To the editor:
In their May 15 editorial "Saving polar bears?" the Review-Journal editors continue to lump ecological scientists in with the green movement and continue to repeat falsehoods about the theory of global warming.
As a scientist and an educator, I cannot stand being characterized as someone who wants to "shut down our modern industrial and technological society entirely." The editors should explain how we got car-pool lanes, recycling and nuclear power plants without shutting down industrialized society. We can adapt, invent and conserve. The well-meaning scientists who monitor the health of the planet should not be summarily lumped in with the lunatic fringe.
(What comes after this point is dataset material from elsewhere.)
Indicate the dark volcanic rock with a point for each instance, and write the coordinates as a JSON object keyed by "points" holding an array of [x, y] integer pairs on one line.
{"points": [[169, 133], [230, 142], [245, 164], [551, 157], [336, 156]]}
The editors are also wrong when they state that the perceived threat to the polar bear is "all based on cobbled-together computer models." Warming has been observed all around the world, but the great effects are occurring in the Arctic. These are empirical observations, as are declines in the fecundity of the Hudson Bay population of polar bears. As recognized by Interior Secretary Dirk Kempthorne, polar bears use sea ice for hunting seal pups during a critical period between the birth of the seals and the ice break-up. As a result of plainly evident warming in the region, the bears' hunting period has declined over several years, which has reduced their average energy intake and fecundity.
Other than as a political argument, why would the listing of the polar bear be a controversial decision? According to the Endangered Species Act, an endangered species faces an imminent risk of extinction, while a threatened species faces a foreseeable risk of extinction. Certainly there is a foreseeable risk of extinction for the polar bear. My understanding is that a threatened listing does not require the habitat protections that an endangered listing carries, so why the fuss? With a threatened listing, the wildlife scientists working for the Bush administration finally earn their paychecks, while Secretary Kempthorne can still hold the party line about the uncertainties of climate forecasts.
Meanwhile, the bear gets a few extra protections until the day that its status is revisited.